Step 1 – Dependencies
I used the package list from my post https://guysherman.com/2015/08/16/building-ardour-on-windows-with-msys2/ as the basis for this post because MSYS uses pacman, and has similar naming conventions for packages.
So, first step (assuming you’ve got a working Arch Install with Jack set up and working).
> sudo pacman -S glib2 gobject-introspection c-ares \ libidn rtmpdump gnutls libutil-linux gtk-doc \ docbook-xsl intltool libjpeg-turbo jbigkit \ pkg-config ladspa icu boost curl fftw libusb \ libxml2 libogg flac libvorbis libsndfile \ libsamplerate soundtouch pcre cppunit taglib \ gnome-doc-utils gnome-common atk libpng harfbuzz \ cairo fontconfig freetype2 pixman pango jasper \ libtiff gdk-pixbuf2 shared-mime-info gtk2 \ libsigc++ cairomm atkmm pangomm gtkmm liblo \ serd sord sratom lilv aubio portaudio \ jack2 libltc rubberband soundtouch liblrdf cppunit suil
Step 2 – Get the code
Assuming you have already changed to the directory where you want to clone ardour
> git clone git://git.ardour.org/ardour/ardour.git
Alternatively you could go to their github mirror and fork that, and then clone that to your machine.
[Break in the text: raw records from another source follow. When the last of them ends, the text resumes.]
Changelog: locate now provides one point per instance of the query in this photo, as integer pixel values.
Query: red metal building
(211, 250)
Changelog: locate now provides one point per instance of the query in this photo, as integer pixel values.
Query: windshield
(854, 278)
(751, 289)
If you want to submit changes doing them via github PRs is by far the easiest way.
Step 3 – Build
Next change into the ardour directory that was cloned
> cd ardour
My arch system had Python 3 setup as python
and the version of waf that Ardour uses doesn’t seem to like python 3, so I had to run it with python2:
> python2 waf configure > python2 waf
If you are missing any depenencies then you should find out during the waf configure step.
Step 4 – Run
To run the version you just built
> cd gtk2_ardour > ./ardev
Waf also lets you do install/uninstall/clean etc.